Several in vitro and in vivo studies demonstrate evidence of neurogenesis post-injury. The HMGB1-RAGE axis mediates neurogenesis throughout development, whilst interaction with TLR-4 promotes the innate immune response. Studies in the context of injury demonstrate that these receptor effects are not mutually exclusive. Despite recognition of different HMGB1 isoforms based on redox/acetylation status, effects on neurogenesis post-injury remain unexplored. Recent animal in vivo studies examining HMGB1 antagonism post-TBI demonstrate predominantly positive results, but specific effects on neurogenesis and longer-term outcomes remain unclear.
HMGB1 is a promising therapeutic target but its effects on neurogenesis post-TBI remains unclear. Given the failure of several pharmacological strategies to improve outcomes following TBI, accurate delineation of HMGB1 signalling pathways and effects on post-injury neurogenesis are vital.
外伤性脑损伤(TBI)是全球发病率和死亡率的主要原因之一。尽管有证据表明 TBI 后存在神经发生,但新生神经元的存活和整合仍受到损害。高迁移率族蛋白 B1(HMGB1)是 TBI 后超急性释放的“警报素”,并与损伤后的神经炎症反应有关。它在生理条件下介导神经发生中也起着重要作用。鉴于其在介导神经炎症和神经发生中的双重作用,它是治疗调节的有前途的潜在靶标。在这篇综述中,我们讨论了 TBI 后的神经发生、HMGB1 的神经药理学方面及其作为治疗靶标的潜力。

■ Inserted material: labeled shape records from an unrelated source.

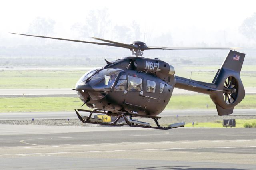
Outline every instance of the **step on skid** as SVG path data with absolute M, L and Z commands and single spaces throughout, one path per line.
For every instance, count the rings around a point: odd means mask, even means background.
M 88 112 L 89 113 L 89 115 L 88 116 L 81 116 L 79 114 L 78 111 Z M 94 113 L 100 113 L 102 114 L 106 114 L 108 113 L 107 112 L 105 112 L 104 111 L 102 111 L 98 109 L 95 109 L 92 111 L 78 109 L 77 109 L 77 111 L 76 109 L 75 109 L 75 111 L 78 119 L 82 122 L 86 123 L 118 127 L 128 125 L 131 127 L 162 130 L 170 129 L 172 128 L 182 127 L 185 126 L 185 123 L 182 122 L 169 125 L 168 127 L 162 127 L 160 125 L 158 122 L 158 119 L 161 118 L 161 117 L 129 113 L 122 112 L 118 112 L 117 113 L 115 113 L 117 115 L 114 121 L 110 123 L 106 123 L 103 122 L 102 119 L 91 117 L 92 115 Z M 156 124 L 157 127 L 151 126 L 150 124 L 147 122 L 141 122 L 138 121 L 136 119 L 132 119 L 132 117 L 152 119 L 154 121 Z M 123 117 L 124 121 L 122 121 L 121 123 L 118 123 L 118 120 L 121 117 Z

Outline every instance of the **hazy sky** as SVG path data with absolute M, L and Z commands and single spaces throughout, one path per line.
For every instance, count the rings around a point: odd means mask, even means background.
M 10 40 L 21 38 L 7 33 L 26 33 L 37 17 L 55 21 L 51 36 L 74 38 L 71 31 L 73 25 L 82 23 L 90 10 L 106 8 L 112 25 L 127 26 L 135 20 L 147 37 L 170 32 L 173 46 L 180 42 L 184 45 L 202 42 L 214 44 L 216 40 L 234 42 L 239 45 L 238 42 L 246 40 L 239 33 L 239 27 L 256 12 L 256 7 L 254 0 L 2 1 L 0 45 L 4 44 L 4 40 L 9 41 L 8 43 Z M 110 36 L 102 38 L 109 39 Z

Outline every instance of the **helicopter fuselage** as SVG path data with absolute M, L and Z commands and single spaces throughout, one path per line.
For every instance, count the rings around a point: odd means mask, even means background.
M 159 59 L 128 57 L 89 71 L 76 89 L 91 108 L 154 116 L 171 98 L 174 73 L 172 66 Z

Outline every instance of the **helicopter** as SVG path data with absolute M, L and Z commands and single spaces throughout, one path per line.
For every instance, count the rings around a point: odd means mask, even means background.
M 231 114 L 234 107 L 244 97 L 245 92 L 240 72 L 245 54 L 237 52 L 236 48 L 170 47 L 147 46 L 136 41 L 126 44 L 92 38 L 104 43 L 81 41 L 36 35 L 13 33 L 23 36 L 79 42 L 126 48 L 132 51 L 128 57 L 110 62 L 100 69 L 88 71 L 78 81 L 75 89 L 78 97 L 92 110 L 75 109 L 79 119 L 84 123 L 122 126 L 128 125 L 146 128 L 167 130 L 184 127 L 182 122 L 167 127 L 159 125 L 157 116 L 166 106 L 174 88 L 189 90 L 210 95 L 220 116 Z M 199 81 L 175 75 L 174 68 L 158 58 L 142 57 L 148 50 L 229 49 L 222 65 L 217 71 L 212 83 Z M 81 116 L 78 112 L 89 113 Z M 92 118 L 94 113 L 106 114 L 115 118 L 110 123 Z M 152 119 L 156 126 L 138 121 L 133 117 Z M 120 122 L 122 118 L 123 121 Z M 120 119 L 121 120 L 121 119 Z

使用以下搜索词的不同组合在 PubMed 数据库中进行搜索:HMGB1、同种型、神经发生、外伤性脑损伤、Toll 样受体(TLR)、晚期糖基化终产物受体(RAGE)。
几项体外和体内研究表明损伤后存在神经发生的证据。HMGB1-RAGE 轴介导整个发育过程中的神经发生,而与 TLR-4 的相互作用促进先天免疫反应。在损伤背景下的研究表明,这些受体作用并非相互排斥。尽管根据氧化还原/乙酰化状态识别了不同的 HMGB1 同种型,但损伤后对神经发生的影响仍未得到探索。最近的动物体内研究表明,TBI 后检查 HMGB1 拮抗作用主要产生积极结果,但对神经发生和长期结果的具体影响仍不清楚。
HMGB1 是一个有前途的治疗靶标,但它对 TBI 后神经发生的影响仍不清楚。鉴于几种药理学策略未能改善 TBI 后的结果,因此准确描绘 HMGB1 信号通路及其对损伤后神经发生的影响至关重要。